Dissecting the complex crosstalk network between endothelin-1 axis and vascular endothelial growth factor system in melanoma cells

Francesca Spinella, Valentina Caprara, Laura Rosanò, Valeriana Di Castro, Roberta Cianfrocca, Pier Giorgio Natali, Anna Bagnato. Regina Elena National Cancer Institute, Molecular Pathology Laboratory, Italy.
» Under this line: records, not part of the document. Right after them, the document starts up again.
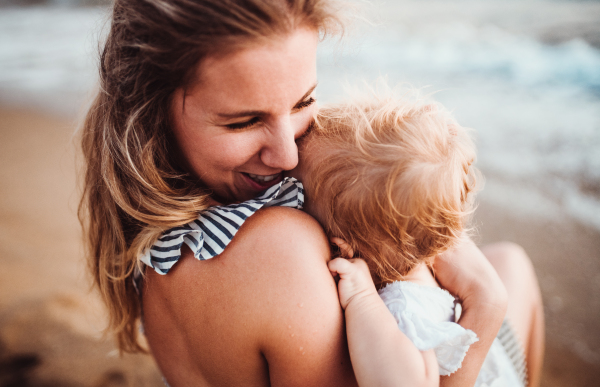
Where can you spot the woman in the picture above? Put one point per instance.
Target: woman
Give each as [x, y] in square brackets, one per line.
[201, 103]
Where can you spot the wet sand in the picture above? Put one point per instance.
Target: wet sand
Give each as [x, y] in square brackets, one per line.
[50, 323]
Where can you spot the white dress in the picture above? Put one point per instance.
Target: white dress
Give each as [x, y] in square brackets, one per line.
[426, 316]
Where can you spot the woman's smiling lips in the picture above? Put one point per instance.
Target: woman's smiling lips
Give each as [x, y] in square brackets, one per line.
[262, 182]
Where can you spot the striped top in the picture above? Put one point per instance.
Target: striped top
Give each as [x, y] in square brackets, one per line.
[216, 226]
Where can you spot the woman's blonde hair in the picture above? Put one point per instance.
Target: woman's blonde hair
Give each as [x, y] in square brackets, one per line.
[394, 177]
[134, 187]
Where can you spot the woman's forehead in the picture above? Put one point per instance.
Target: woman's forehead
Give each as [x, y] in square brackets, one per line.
[277, 72]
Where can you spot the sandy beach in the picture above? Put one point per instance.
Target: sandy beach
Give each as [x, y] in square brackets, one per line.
[50, 321]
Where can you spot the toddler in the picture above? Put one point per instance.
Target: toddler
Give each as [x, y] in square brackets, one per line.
[392, 182]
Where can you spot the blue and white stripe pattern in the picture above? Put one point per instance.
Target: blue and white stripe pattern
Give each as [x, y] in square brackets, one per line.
[216, 226]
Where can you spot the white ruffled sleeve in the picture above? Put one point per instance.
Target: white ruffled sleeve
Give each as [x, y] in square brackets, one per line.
[425, 315]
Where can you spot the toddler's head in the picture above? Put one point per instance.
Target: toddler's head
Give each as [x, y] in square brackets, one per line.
[393, 178]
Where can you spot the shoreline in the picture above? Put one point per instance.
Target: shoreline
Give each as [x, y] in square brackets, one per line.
[51, 322]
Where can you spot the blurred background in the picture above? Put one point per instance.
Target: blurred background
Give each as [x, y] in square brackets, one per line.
[524, 74]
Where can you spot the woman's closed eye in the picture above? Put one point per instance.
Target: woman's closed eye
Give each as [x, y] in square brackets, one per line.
[253, 121]
[304, 104]
[243, 125]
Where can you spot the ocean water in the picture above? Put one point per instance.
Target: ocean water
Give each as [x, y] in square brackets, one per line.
[524, 74]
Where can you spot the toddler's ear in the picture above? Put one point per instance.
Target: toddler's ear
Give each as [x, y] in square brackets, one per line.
[345, 250]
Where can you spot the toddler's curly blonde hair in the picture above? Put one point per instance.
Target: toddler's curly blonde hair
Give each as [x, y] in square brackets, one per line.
[394, 178]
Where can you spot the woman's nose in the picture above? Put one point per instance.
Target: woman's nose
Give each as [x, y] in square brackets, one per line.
[280, 150]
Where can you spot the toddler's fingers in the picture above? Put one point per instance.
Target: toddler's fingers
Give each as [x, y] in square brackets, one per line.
[341, 266]
[345, 250]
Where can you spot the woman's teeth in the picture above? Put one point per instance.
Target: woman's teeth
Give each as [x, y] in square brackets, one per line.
[262, 178]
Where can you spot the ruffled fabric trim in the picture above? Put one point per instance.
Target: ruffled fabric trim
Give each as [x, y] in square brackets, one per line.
[216, 226]
[425, 315]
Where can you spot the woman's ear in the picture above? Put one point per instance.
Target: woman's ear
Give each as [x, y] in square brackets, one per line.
[345, 250]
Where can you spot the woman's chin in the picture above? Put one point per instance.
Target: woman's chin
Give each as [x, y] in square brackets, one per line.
[257, 187]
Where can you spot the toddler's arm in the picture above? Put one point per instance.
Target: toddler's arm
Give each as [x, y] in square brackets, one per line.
[381, 354]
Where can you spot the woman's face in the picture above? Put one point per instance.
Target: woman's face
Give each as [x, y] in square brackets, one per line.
[237, 124]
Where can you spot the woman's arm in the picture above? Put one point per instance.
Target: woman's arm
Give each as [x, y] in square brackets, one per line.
[381, 354]
[263, 313]
[466, 273]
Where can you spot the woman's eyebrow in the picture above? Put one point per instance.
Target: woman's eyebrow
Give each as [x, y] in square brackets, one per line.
[307, 94]
[254, 113]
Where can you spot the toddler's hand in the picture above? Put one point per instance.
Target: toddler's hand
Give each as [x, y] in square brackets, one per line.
[355, 280]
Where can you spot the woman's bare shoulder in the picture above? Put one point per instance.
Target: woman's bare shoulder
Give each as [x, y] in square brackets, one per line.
[270, 294]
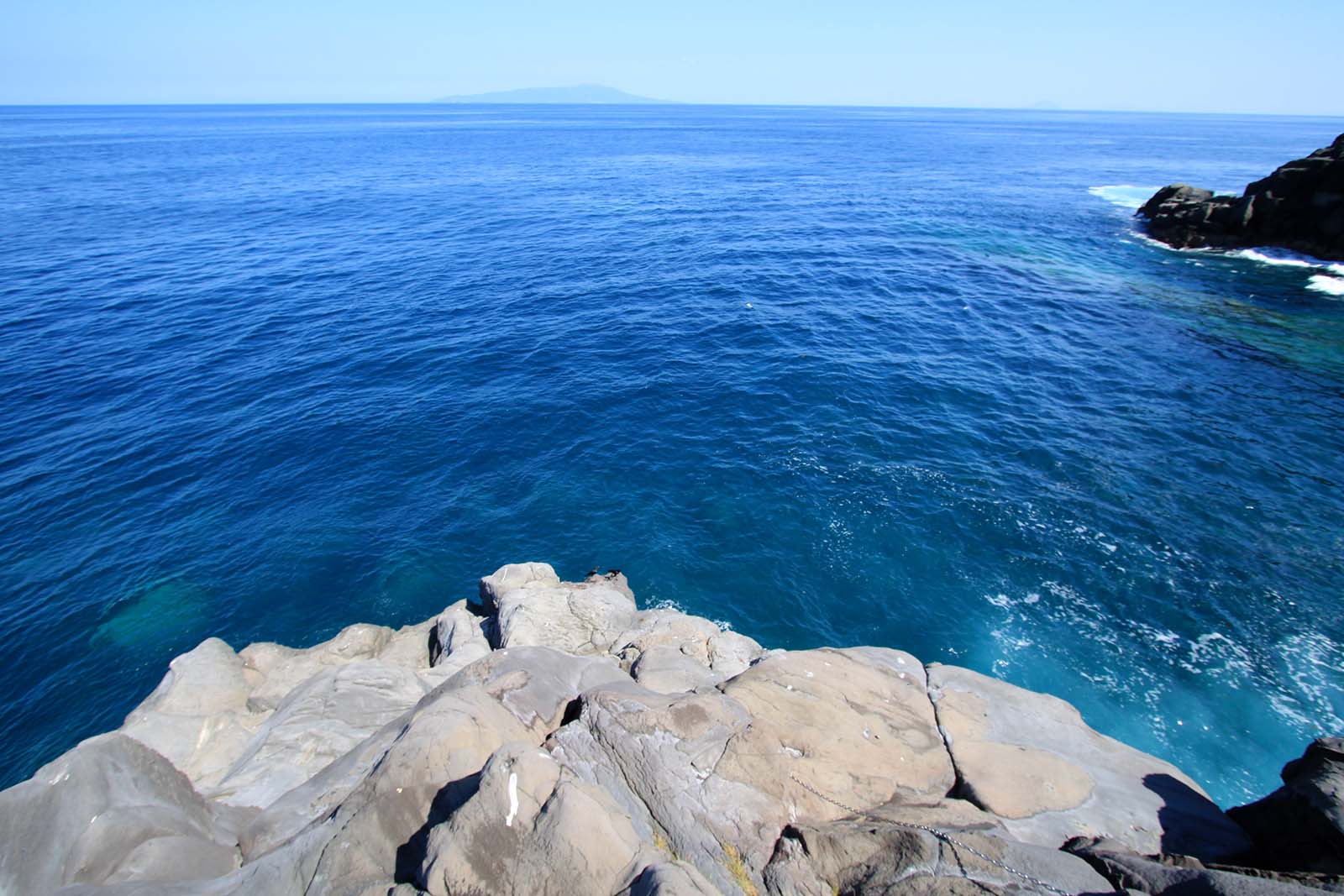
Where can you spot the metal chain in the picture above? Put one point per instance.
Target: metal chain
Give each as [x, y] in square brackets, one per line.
[941, 835]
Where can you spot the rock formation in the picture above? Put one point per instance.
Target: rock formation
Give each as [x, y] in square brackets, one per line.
[1297, 207]
[551, 738]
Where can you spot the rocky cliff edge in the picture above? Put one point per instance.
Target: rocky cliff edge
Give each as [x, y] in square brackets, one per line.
[551, 738]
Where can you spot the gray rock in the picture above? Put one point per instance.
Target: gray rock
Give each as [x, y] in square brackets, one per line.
[1300, 826]
[87, 817]
[531, 828]
[198, 715]
[409, 647]
[1030, 759]
[277, 669]
[537, 684]
[581, 620]
[887, 853]
[316, 725]
[1137, 873]
[658, 757]
[515, 575]
[459, 633]
[723, 653]
[665, 669]
[671, 879]
[712, 774]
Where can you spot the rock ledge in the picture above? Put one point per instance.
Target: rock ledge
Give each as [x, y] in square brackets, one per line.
[1297, 207]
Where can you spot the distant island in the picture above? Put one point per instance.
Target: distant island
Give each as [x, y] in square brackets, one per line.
[578, 94]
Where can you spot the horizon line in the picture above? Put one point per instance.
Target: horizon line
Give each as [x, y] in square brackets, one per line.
[660, 103]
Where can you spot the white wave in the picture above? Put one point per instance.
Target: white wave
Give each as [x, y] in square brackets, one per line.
[1285, 259]
[1328, 285]
[1124, 195]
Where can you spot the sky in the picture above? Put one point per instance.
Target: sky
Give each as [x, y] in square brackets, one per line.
[1233, 56]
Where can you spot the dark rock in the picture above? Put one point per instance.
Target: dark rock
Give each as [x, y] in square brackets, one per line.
[1299, 207]
[1176, 875]
[1300, 826]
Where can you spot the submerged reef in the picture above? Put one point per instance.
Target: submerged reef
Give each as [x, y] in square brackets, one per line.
[1297, 207]
[549, 736]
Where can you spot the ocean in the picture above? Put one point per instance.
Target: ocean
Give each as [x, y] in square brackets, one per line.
[831, 376]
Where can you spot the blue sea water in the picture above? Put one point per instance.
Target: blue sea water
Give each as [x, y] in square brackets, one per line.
[839, 376]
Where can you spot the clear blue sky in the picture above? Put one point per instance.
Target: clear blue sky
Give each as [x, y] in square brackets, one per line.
[1106, 54]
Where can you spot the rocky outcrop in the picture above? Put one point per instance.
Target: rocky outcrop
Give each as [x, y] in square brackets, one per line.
[551, 738]
[1297, 207]
[1300, 826]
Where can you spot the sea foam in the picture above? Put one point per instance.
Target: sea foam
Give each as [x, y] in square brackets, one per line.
[1285, 259]
[1124, 195]
[1328, 285]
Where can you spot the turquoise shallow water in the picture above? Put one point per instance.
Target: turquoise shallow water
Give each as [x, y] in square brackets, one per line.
[830, 375]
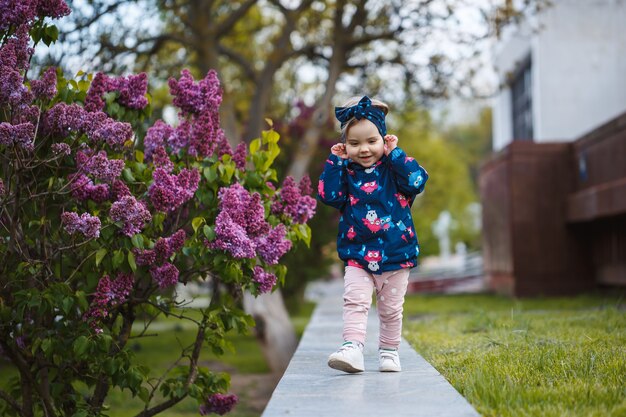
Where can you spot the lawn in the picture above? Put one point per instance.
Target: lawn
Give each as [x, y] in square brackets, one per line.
[548, 357]
[249, 370]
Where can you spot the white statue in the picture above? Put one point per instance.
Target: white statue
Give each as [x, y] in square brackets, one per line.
[441, 229]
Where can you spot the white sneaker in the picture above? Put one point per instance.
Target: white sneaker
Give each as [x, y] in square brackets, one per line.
[388, 360]
[349, 358]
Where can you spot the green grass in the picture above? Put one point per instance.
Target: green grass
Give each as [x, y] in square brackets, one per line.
[160, 349]
[549, 357]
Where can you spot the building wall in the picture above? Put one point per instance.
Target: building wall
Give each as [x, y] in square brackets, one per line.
[578, 54]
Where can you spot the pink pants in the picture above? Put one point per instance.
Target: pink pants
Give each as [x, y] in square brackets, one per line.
[357, 298]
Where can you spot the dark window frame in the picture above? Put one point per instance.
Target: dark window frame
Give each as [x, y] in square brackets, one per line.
[522, 102]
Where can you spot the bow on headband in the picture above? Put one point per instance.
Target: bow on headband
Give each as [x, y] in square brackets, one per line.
[363, 110]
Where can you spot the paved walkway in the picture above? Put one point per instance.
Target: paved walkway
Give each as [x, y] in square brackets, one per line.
[310, 388]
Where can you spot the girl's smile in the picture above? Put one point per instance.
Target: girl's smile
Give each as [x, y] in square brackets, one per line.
[364, 145]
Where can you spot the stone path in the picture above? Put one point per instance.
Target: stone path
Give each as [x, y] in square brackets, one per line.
[310, 388]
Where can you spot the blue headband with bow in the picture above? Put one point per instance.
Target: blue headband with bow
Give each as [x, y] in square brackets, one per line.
[363, 110]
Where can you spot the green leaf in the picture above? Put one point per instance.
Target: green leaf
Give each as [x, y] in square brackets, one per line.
[196, 223]
[80, 346]
[209, 233]
[254, 146]
[137, 241]
[210, 174]
[118, 258]
[100, 255]
[131, 261]
[128, 175]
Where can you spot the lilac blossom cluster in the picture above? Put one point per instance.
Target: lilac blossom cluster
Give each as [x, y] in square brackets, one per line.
[132, 213]
[164, 275]
[265, 280]
[198, 132]
[109, 294]
[168, 192]
[21, 135]
[163, 249]
[83, 189]
[25, 12]
[98, 165]
[132, 91]
[46, 87]
[294, 200]
[61, 148]
[241, 228]
[218, 404]
[239, 157]
[64, 119]
[86, 224]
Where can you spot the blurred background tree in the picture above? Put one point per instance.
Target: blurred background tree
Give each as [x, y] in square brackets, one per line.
[292, 61]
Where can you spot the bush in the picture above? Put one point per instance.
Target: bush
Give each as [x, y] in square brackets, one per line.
[98, 225]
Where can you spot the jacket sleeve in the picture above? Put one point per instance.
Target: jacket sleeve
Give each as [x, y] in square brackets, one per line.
[410, 176]
[332, 188]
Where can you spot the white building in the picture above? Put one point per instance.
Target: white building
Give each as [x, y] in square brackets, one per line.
[562, 73]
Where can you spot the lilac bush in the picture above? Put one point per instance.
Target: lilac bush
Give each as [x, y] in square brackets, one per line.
[99, 223]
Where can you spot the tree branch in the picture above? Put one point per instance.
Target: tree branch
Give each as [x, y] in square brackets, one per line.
[226, 25]
[9, 400]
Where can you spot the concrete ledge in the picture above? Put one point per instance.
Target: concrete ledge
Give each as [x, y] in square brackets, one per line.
[310, 388]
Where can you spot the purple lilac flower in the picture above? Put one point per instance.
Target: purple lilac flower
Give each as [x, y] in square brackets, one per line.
[289, 201]
[232, 238]
[98, 87]
[195, 98]
[119, 189]
[218, 404]
[144, 257]
[46, 87]
[254, 215]
[21, 135]
[234, 200]
[168, 192]
[165, 275]
[161, 159]
[84, 189]
[239, 158]
[24, 113]
[114, 133]
[156, 136]
[86, 224]
[16, 52]
[109, 293]
[52, 8]
[223, 145]
[265, 280]
[99, 166]
[132, 213]
[166, 247]
[305, 186]
[133, 91]
[272, 247]
[16, 12]
[61, 148]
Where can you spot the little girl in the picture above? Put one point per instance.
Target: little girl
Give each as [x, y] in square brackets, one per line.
[373, 184]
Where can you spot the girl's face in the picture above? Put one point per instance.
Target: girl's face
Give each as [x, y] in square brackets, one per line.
[364, 145]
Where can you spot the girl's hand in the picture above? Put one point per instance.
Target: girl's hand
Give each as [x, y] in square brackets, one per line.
[391, 143]
[339, 149]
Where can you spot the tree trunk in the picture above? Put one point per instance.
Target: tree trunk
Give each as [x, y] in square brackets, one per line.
[310, 140]
[273, 329]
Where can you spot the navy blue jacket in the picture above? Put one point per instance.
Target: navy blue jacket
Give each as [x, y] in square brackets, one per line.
[376, 229]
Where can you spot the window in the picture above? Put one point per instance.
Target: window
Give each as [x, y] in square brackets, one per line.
[521, 95]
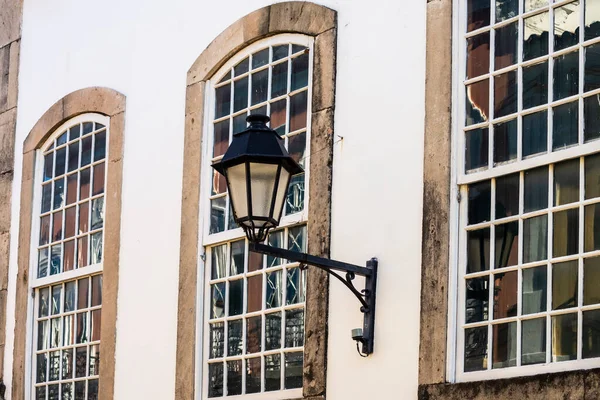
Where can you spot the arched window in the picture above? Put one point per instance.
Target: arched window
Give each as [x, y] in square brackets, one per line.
[67, 247]
[254, 305]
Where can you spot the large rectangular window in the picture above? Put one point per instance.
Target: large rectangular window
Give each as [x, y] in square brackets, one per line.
[528, 176]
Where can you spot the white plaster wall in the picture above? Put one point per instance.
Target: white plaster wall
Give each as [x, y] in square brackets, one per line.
[143, 50]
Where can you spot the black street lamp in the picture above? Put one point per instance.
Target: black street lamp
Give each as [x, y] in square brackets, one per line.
[258, 168]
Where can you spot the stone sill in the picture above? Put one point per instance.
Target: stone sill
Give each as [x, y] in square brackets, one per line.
[575, 385]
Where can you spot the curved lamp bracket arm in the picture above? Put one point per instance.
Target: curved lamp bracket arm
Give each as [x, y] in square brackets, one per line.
[365, 296]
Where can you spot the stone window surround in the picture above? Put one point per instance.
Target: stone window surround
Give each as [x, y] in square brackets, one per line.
[90, 100]
[435, 268]
[288, 17]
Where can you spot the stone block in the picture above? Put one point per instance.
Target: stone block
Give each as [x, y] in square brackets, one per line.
[324, 70]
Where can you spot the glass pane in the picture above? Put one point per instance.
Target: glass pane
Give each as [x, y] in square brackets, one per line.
[48, 160]
[592, 227]
[273, 331]
[80, 362]
[82, 258]
[505, 345]
[253, 377]
[67, 364]
[84, 210]
[234, 377]
[566, 232]
[43, 335]
[241, 67]
[295, 197]
[566, 75]
[296, 286]
[84, 184]
[566, 182]
[478, 14]
[535, 239]
[254, 293]
[98, 186]
[238, 249]
[592, 176]
[506, 46]
[564, 285]
[86, 151]
[280, 52]
[274, 289]
[43, 262]
[505, 141]
[507, 244]
[218, 261]
[479, 202]
[507, 196]
[222, 101]
[478, 97]
[96, 248]
[46, 197]
[505, 294]
[236, 297]
[60, 162]
[234, 336]
[478, 250]
[592, 19]
[41, 363]
[253, 334]
[476, 349]
[534, 289]
[566, 26]
[535, 85]
[536, 189]
[260, 58]
[478, 55]
[260, 83]
[477, 300]
[215, 380]
[217, 300]
[591, 117]
[293, 370]
[73, 162]
[240, 94]
[97, 213]
[57, 227]
[565, 118]
[217, 337]
[591, 334]
[278, 116]
[533, 341]
[294, 328]
[217, 214]
[59, 193]
[298, 111]
[272, 372]
[506, 9]
[70, 222]
[476, 155]
[299, 72]
[564, 337]
[535, 35]
[297, 147]
[69, 304]
[99, 145]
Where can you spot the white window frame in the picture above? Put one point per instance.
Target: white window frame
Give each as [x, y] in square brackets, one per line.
[208, 240]
[35, 282]
[460, 179]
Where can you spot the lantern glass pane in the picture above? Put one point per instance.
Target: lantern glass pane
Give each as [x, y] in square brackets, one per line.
[263, 178]
[236, 178]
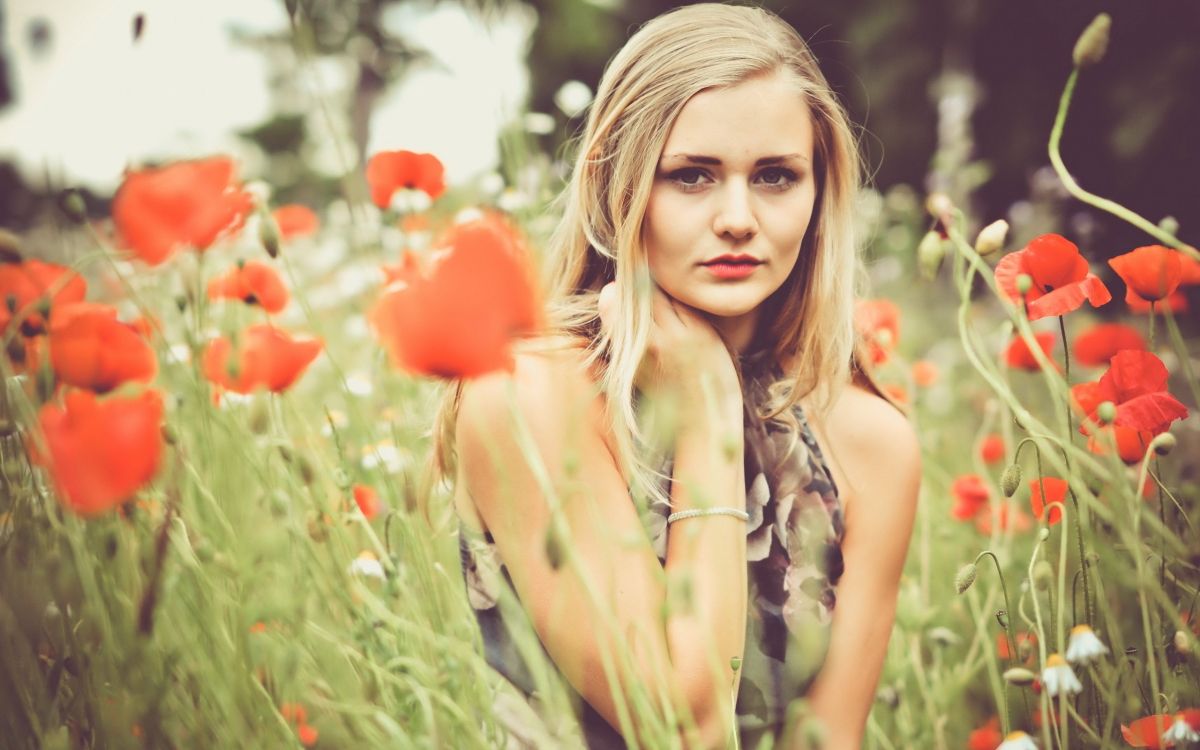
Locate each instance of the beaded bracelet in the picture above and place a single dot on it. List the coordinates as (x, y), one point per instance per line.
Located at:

Phenotypic and genotypic analyses of cutaneous melanoma have identified endothelin B receptor (ETB) as tumor progression marker, thus representing a potential therapeutic target. We previously reported that the binding of ET-1 to ETB stimulates angiogenesis and lymphangiogenesis directly on blood and lymphatic endothelial cells and by stimulating vascular endothelial growth factor (VEGF)-A and VEGF-C production. In this study we investigated as to whether in melanoma cells ET-1 axis may interact with VEGF-A and VEGF-C signaling pathways to heighten cellular responsiveness. We found that primary and metastatic melanoma cell lines expressed besides VEGF-A, also VEGF-C and its selective receptor VEGFR-3, at mRNA and protein level. Following ET-1 stimulation, VEGF-A and VEGF-C mRNA were upregulated, showing a 4.5 and 2.5 fold increase compared to the control, respectively, and VEGFR-3 and downstream signaling intermediates, such as p42/44 MAPK and Akt, were rapidly phosphorylated. The use of selective ETB antagonist, BQ788, completely blocked the VEGFR-3 phosphorylation and down-stream signaling pathways, demonstrating that ET-1-induced VEGFR-3 activation progress through ETB. Inhibition of c-Src activity by PP2 reduced ET-1-induced VEGFR-3 phosphorylation, demonstrating that ET-1 transactivates VEGFR-3 through an intracellular mechanism mediated by c-Src to expand the signaling network. Stimulation with ET-1 in combination with VEGF-A or VEGF-C increased p42/44 MAPK and AKT phosphorylation, and resulted in a greater degree, 4 fold increase, of migrated melanoma cell compared to a single factor. Furthermore, this combination significantly (p< 0.005) enhanced (3.5 fold increase compared to ET-1 alone) the ET-1-induced vasculogenic differentiation of melanoma cell in tube-like structures, a phenomenon defined as vasculogenic mimicry and associated with high aggressive phenotype, indicating that crosstalk between ET-1/ETB axis with VEGFR-3/VEGF-C system may enhance cancer cell motility and invasiveness and contributes to the promotion of cancer metastasis. Finally, in melanoma xenografts, ETB antagonist induced a 60% inhibition of tumor growth compared to control mice, and a reduction in neovascularization-related effectors, indicating that targeting ETB related signalling cascade may represent a novel treatment of melanoma by impairing the crosstalk between ET axis and VEGF in melanoma. Supported by AIRC.